Es ist ein Zug unserer Zeit, möglichst spektakuläre Erklärungen zu finden, und so gibt es eine neue Theorie, die besagt, Wladimir und Estragon waren zwei Juden, die an der Grenze zum unbesetzten Teil Frankreichs auf ihren Schleuser warteten, der sie in Sicherheit bringen sollte. Am besten, man vergisst das alles und versucht, das Werk zu genießen, soweit das möglich ist. Beckett ging es häufig mehr um Formen, als um die Botschaft, denn in der Form, und das wird häufig vernachlässigt, ist schon eine Botschaft enthalten. „Warten auf Godot“, in nicht einmal fünf Monaten verfasst, hatte Beckett „zur Entspannung geschrieben, um von der scheußlichen Prosa, die ich damals schrieb“ und um „von der Wildheit und Regellosigkeit“ der Romane „wegzukommen“. Es ist wichtig zu wissen, dass Beckett über keinerlei Erfahrungen mit dem Schreiben von Dramatik verfügte. Er begriff den Vorgang wie ein Schachspiel, bei dem es darum ging, Züge zu entwickeln oder vorauszuahnen. Das heißt, Beckett hatte eine sehr genaue Vorstellung von einer ureigenen Form.

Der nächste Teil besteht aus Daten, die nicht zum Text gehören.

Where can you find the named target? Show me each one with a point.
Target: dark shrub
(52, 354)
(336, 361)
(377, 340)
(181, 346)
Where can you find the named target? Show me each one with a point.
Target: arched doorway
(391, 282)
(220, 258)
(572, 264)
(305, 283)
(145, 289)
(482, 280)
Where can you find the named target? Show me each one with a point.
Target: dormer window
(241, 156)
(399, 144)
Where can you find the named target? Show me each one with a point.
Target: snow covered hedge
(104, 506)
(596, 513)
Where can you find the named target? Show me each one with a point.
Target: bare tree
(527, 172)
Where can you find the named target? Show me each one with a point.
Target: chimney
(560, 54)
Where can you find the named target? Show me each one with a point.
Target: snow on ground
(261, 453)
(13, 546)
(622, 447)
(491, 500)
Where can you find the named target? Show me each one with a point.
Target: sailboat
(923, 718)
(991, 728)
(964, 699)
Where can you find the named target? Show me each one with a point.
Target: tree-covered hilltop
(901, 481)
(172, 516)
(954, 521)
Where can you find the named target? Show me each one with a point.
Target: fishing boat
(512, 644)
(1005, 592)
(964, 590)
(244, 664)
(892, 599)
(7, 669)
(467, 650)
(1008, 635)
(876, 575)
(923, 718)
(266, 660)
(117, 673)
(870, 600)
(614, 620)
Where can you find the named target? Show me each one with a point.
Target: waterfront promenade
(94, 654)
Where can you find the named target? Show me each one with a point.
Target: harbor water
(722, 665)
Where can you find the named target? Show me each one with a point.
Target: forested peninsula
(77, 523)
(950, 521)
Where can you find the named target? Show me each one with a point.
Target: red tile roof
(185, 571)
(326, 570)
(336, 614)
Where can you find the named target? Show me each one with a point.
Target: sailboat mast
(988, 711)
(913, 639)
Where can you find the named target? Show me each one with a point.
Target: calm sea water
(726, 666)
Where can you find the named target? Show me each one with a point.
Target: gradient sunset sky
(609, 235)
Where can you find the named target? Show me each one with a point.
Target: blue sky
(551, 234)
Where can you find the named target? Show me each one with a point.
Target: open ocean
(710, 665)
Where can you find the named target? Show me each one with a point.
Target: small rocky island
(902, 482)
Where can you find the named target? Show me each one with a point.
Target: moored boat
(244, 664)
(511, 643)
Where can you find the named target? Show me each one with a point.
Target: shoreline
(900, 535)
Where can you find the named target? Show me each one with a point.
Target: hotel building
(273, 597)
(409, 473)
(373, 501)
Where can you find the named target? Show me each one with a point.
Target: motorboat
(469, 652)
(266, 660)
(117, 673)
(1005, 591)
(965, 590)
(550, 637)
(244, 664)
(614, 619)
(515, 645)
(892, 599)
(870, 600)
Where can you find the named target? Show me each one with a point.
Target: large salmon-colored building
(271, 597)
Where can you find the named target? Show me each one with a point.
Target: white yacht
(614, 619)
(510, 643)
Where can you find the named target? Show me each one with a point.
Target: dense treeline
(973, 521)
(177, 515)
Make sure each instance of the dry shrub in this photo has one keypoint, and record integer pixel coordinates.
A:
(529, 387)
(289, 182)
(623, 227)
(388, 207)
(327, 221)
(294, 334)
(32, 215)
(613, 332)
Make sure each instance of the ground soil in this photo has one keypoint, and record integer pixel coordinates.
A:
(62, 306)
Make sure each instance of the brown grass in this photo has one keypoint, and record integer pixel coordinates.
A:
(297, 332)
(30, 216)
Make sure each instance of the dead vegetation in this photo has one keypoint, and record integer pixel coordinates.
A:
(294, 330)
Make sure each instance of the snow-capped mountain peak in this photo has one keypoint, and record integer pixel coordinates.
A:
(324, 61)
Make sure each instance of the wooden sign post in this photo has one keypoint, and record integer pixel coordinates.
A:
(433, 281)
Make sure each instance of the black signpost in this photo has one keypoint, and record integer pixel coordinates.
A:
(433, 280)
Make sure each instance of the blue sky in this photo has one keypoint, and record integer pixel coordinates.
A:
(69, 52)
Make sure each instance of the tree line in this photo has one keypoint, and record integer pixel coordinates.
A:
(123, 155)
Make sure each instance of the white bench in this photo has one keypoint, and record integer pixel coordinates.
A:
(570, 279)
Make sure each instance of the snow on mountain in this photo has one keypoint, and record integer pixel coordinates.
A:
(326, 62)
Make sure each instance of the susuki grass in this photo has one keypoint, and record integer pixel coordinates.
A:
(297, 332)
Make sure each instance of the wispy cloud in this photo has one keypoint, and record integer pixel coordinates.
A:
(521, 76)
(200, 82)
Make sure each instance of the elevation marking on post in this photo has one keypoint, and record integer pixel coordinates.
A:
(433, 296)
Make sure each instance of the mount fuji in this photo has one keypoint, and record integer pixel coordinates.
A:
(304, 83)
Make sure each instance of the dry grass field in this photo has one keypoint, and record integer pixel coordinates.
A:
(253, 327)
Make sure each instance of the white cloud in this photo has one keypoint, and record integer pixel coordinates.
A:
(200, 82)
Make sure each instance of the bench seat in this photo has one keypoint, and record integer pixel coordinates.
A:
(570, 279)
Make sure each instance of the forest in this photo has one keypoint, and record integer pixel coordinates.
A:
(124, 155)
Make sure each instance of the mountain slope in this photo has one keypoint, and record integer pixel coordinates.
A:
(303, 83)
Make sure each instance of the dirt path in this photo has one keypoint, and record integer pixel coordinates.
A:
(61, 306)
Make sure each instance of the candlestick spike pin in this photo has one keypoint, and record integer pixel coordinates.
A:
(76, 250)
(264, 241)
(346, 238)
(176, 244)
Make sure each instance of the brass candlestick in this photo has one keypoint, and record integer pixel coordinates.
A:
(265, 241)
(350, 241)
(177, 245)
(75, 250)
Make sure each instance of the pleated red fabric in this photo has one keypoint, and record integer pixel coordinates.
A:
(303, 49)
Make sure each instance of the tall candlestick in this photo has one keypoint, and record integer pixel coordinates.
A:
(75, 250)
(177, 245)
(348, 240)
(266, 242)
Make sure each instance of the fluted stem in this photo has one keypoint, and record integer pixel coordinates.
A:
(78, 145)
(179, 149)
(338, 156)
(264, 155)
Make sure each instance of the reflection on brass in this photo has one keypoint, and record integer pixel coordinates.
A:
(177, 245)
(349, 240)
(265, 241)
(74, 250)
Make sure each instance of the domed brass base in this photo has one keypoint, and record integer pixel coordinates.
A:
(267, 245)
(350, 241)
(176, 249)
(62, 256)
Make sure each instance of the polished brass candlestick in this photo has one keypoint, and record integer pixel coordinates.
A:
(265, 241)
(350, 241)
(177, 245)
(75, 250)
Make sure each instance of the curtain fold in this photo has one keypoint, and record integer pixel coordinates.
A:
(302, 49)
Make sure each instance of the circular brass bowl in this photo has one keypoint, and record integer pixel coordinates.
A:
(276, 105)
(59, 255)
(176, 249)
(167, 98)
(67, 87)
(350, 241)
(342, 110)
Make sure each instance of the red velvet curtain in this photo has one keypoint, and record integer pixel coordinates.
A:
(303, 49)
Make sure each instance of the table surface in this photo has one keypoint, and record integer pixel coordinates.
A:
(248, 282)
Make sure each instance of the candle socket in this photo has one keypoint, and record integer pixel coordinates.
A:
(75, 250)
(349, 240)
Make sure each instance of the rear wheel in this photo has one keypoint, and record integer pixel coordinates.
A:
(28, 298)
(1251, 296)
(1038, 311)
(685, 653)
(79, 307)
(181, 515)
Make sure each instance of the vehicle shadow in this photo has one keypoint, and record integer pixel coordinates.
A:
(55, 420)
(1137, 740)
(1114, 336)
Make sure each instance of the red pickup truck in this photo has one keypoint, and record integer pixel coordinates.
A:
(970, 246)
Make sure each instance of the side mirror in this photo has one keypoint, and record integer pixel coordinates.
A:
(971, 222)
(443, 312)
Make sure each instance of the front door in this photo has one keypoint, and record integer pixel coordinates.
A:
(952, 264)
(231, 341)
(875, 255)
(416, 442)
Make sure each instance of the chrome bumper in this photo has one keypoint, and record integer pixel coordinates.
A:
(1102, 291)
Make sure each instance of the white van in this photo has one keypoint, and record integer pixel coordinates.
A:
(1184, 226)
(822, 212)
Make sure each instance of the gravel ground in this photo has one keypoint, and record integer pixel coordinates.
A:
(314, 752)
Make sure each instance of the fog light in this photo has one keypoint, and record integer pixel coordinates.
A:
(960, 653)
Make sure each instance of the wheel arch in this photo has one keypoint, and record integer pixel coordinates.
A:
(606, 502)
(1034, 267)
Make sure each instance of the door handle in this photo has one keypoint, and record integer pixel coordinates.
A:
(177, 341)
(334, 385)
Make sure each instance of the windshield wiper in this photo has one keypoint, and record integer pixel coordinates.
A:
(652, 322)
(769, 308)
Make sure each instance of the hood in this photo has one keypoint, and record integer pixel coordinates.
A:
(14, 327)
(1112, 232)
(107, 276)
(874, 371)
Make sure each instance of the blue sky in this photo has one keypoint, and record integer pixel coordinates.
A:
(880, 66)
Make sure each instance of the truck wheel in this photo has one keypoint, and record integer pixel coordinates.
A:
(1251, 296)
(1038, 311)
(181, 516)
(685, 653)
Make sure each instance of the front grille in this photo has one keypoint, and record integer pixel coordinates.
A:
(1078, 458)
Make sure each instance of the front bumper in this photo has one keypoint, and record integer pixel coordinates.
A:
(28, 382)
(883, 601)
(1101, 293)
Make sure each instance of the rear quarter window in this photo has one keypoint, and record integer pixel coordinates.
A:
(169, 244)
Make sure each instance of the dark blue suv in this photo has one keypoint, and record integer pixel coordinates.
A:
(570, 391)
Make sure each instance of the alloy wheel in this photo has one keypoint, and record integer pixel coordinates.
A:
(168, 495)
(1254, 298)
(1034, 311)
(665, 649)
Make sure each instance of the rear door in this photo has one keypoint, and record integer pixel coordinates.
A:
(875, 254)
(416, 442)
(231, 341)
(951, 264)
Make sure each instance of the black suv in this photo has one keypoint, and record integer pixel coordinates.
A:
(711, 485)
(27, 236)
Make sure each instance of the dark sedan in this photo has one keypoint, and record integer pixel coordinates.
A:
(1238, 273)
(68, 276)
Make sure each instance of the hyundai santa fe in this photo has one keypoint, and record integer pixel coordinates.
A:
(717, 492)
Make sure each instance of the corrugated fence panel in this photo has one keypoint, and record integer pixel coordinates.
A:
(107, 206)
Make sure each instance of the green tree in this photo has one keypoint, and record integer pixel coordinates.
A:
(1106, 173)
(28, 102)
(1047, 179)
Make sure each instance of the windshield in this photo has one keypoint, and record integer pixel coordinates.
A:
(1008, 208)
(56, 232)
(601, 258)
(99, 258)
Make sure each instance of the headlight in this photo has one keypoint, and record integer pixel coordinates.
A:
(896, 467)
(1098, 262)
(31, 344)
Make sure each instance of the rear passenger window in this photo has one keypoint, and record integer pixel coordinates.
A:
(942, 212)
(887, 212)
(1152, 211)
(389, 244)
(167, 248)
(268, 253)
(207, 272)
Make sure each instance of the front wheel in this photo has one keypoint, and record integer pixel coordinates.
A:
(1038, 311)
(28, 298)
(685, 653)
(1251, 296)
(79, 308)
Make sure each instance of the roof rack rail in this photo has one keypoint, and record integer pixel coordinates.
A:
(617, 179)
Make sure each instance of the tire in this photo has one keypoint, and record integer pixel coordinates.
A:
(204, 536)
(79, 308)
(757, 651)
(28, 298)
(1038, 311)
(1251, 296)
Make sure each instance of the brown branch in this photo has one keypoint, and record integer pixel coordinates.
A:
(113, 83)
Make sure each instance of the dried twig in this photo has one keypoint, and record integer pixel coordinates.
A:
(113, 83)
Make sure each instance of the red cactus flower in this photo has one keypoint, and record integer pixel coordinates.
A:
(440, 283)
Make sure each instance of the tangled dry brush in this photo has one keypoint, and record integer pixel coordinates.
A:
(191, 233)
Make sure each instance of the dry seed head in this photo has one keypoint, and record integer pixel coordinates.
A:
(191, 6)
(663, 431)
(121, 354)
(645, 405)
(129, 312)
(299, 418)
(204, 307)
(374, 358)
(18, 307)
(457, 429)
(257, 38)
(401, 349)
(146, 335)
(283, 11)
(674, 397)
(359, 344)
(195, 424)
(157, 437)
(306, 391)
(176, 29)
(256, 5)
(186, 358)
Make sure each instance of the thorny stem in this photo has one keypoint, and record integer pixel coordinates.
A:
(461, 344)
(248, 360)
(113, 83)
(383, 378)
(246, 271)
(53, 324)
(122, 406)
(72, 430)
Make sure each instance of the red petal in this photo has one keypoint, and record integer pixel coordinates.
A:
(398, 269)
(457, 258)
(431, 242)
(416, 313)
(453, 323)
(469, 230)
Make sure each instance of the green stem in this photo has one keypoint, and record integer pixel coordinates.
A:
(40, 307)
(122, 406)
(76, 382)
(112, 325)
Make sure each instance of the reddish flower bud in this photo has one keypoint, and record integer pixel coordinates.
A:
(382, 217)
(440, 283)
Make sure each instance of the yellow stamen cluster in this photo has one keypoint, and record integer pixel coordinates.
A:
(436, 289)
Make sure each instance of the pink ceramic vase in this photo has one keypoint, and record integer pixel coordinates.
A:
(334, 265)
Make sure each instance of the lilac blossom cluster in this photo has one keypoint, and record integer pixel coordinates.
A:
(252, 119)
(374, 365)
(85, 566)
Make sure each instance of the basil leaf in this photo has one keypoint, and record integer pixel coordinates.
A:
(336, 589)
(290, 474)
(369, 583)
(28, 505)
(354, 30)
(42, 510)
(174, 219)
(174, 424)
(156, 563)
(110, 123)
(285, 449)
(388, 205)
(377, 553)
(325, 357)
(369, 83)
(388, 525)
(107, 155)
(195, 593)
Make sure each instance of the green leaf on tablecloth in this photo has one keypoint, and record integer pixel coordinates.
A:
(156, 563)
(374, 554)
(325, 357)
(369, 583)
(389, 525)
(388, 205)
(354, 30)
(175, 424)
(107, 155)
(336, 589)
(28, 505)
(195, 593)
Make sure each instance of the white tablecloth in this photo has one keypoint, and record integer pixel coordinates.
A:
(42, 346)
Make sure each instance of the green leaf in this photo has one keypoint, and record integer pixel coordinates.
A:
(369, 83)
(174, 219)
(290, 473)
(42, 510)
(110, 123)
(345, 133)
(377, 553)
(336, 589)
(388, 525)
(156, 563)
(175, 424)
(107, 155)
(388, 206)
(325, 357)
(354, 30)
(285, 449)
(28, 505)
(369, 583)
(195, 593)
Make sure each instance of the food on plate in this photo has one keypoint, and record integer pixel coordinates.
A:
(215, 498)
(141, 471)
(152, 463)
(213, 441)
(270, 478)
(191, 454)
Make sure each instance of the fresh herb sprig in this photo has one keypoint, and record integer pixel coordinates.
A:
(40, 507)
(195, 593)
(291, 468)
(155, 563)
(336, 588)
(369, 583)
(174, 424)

Es ist bekannt, dass Beckett sehr heftig auf freie Interpretationen bei den Inszenierungen seiner Stücke reagierte. Der Hintergrund war keine ausgeprägte Eitelkeit, sich gegen andere künstlerische Komponenten zu wehren, sondern die Tatsache, dass Becketts Stücke nur dann gelingen konnten, wenn man sich strikt an die Vorgaben des Autors hielt. Gewagte These, wird mancher vielleicht sagen, doch den Beweis dafür haben zwei Theater in München im vergangenen Jahr geliefert. Gemeint ist die Inszenierung von „Das letzte Band“ im März 2018 am Theater Viel Lärm um Nichts (Regie: Matthias Grundig) mit Andreas Seyferth in der Hauptrolle und die Inszenierung von „Endspiel“ im November 2018 am Residenztheater (Regie: Anne Lenk) mit Oliver Nägele und Franz Pätzold. Beide Inszenierungen folgten peinlich genau den Vorgaben Becketts und beide Inszenierungen waren exemplarisch. Becketts Stücke sind wie fertige Bilder, genial stimmig in sich und zeitlos gültig. Jeder Versuch, zu aktualisieren, zu extemporieren, zu unterhalten, zerstört das Stück. Kein Mensch kommt auf die Idee, einem Bild eines großen Meisters einen gefälligeren, unterhaltsameren und zeitgemäßeren Hintergrund geben zu wollen. Nur wenn man das begreift, wird man Beckett gerecht und vor allem grandioses Theater erleben zu können.

  Warten auf Godot  
 

Silas Breiding, Jonathan Hutter, Jonathan Müller, Jakob Geßner

© Gabriela Neeb

 

Regisseur Nicolas Charaux, zuletzt begeisterte er mit einer fantastischen Inszenierung von Kafkas „Das Schloss“, brachte nun „Warten auf Godot“ in einer zweieinhalbstündigen Inszenierung auf die Bühne des Volkstheaters. Inhalt der Geschichte: Wladimir und Estragon haben an einer Landstraße an einer Stelle, wo sich ein Baum und ein Stein befindet, eine Verabredung mit einem gewissen Godot. Ihre Unterhaltung schwankt zwischen Hoffnung und Verzweiflung, denn Godot kommt nicht. Indes kommt ein gewisser Pozzo mit seinem Sklaven Lucky vorbei. Im ersten Akt tritt Pozzo herrisch und sogar barbarisch auf, im zweiten ist er wegen einer Erblindung hilflos. In beiden Akten tritt ein Junge auf, um zu vermelden, dass Herr Godot erst am nächsten Tag kommen würde. Der Baum, der im ersten Akt völlig kahl ist, treibt im zweiten Akt Blätter, jedoch nicht „um Hoffnung oder Erleuchtung zu zeigen, sondern nur, um das Vergehen der Zeit anzudeuten“, wie Beckett selbst betonte. Am Ende beider Akte stehen sie ratlos da, fordern sich gegenseitig zum Gehen auf und tun es doch nicht.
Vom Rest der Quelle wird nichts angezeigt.